From an industrial point of view, the decision appears coherent, maintaining several platforms simultaneously involves financing several technical architectures, several product roadmaps, several development teams (the two co-founders of Regate actually left the company at the beginning of last year to create Allia) and, tomorrow, several layers of artificial intelligence. By concentrating its developments on a single platform, Qonto follows a classic logic of rationalization.

The acquisition of ACASI, the launch of integrated certified accounting and the disappearance of Regate are chapters of one and the same story, namely that of a company which stops adding software bricks to build a unified financial infrastructure.

Dialogue becomes more difficult

If Qonto assures that it wants to strengthen its collaboration with accountants and recalls that more than 10,000 firms already use the Qontable Space, on the ground, many interpret the disappearance of Regate as a sign that the roadmap is now designed primarily for entrepreneurs. And this is the paradox of this sequence, where Qonto sees a rationalization of its architecture, the firms see above all the disappearance of a production tool and the operational costs that result from it.

Accounting becomes a battle of platforms

Beyond Regate, the entire architecture of the market is being recomposed. For decades, everyone occupied a clearly identified territory: banks managed accounts and payments, publishers developed software, accountants produced accounts and supported their clients.

This organization is now being shattered by electronic invoicing and artificial intelligence. Financial data is born directly in the platforms, circulates in real time and feeds functions which until now were the responsibility of separate actors.

Competition therefore no longer only pits banks, publishers or firms against each other, it now brings together integrated platforms which each seek to become the manager’s unique interface. Qonto is gradually enriching its offering to include certified accounting. Pennylane brings together banking, accounting production and financial management in the same environment. Indy continues the same logic by continually expanding its management capabilities, while large ERPs add financial services and artificial intelligence capabilities.

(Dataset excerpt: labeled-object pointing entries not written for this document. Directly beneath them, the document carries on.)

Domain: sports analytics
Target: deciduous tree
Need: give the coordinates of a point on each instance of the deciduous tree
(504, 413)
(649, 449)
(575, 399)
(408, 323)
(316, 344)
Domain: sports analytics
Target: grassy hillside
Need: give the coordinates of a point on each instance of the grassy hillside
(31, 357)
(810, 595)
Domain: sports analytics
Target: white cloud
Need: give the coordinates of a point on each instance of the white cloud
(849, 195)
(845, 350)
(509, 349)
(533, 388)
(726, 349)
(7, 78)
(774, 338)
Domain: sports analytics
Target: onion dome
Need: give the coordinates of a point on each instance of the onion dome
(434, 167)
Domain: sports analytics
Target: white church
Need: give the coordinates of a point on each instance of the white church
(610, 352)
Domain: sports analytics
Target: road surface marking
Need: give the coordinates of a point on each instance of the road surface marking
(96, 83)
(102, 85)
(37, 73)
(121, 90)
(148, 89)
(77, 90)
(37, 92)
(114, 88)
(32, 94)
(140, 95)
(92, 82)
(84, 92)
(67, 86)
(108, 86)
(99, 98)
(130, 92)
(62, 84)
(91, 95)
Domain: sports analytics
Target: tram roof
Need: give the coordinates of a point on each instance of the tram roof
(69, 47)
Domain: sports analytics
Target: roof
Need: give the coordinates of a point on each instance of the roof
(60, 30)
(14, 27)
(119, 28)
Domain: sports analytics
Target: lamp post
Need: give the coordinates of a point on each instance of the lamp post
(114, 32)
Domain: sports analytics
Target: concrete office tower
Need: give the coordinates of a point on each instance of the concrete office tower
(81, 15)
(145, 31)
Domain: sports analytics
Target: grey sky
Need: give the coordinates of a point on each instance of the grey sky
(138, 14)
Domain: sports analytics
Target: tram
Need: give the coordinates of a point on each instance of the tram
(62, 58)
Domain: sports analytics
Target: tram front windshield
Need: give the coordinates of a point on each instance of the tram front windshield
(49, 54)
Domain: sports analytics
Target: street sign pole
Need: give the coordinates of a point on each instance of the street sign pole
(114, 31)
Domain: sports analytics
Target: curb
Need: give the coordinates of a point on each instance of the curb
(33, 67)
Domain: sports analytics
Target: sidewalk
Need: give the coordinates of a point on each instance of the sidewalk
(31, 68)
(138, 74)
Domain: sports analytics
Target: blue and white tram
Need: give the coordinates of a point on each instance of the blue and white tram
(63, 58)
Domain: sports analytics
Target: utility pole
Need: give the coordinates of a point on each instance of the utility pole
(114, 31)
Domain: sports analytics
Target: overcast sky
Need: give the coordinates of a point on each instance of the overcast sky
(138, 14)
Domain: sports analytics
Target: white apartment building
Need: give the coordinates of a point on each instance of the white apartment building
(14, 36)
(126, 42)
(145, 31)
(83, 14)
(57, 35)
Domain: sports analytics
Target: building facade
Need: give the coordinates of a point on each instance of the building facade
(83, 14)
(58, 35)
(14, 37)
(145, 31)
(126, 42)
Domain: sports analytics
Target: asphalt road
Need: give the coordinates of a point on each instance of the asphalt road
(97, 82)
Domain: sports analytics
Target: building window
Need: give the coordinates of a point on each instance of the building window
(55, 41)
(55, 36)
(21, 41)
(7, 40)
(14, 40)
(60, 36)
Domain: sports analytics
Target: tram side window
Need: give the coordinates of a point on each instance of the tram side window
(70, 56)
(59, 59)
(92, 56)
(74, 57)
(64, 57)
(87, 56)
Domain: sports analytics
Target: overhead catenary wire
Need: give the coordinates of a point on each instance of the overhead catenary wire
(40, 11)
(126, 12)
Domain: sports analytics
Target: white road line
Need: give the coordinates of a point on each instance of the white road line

They all have the same goal of becoming the financial operating system for SMEs. In this race, accounting ceases to be an autonomous product to become a building block of a platform integrating banking, payment, electronic invoicing, treasury, financing, management and artificial intelligence. The real strategic asset is therefore no longer the accounting software itself, but the platform which concentrates uses, data and, tomorrow, artificial intelligence agents.

Accountants remain essential… but no longer in the same place

However, Qonto’s strategy is not to replace accountants. The company assumes a distribution of roles consistent with current technological developments. The most standardized tasks (document collection, accounting posting, bank reconciliations or tax preparation) are gradually being absorbed by automation, electronic invoicing and AI.

Conversely, tax advice, financing operations, restructurings, acquisitions, asset optimization or strategic management remain activities with high added value. The profession is thus gradually evolving from a role of producer of accounts to that of strategic advisor to managers.

Regate is probably only the first domino

In the short term, the disappearance of Regate will above all leave the memory of a costly transition for firms, forced to absorb a complex migration at the very time when electronic invoicing is already mobilizing their teams. An industrial strategy can be coherent, but it remains costly for those who must absorb the operational consequences.

But the main thing is elsewhere, Regate is probably the first symptom of a transformation where financial platforms are gradually absorbing functions hitherto distributed between banks, software publishers and accounting firms. For the latter, the challenge will be to remain the manager’s trusted advisor, even as the platforms seek to become his daily interface.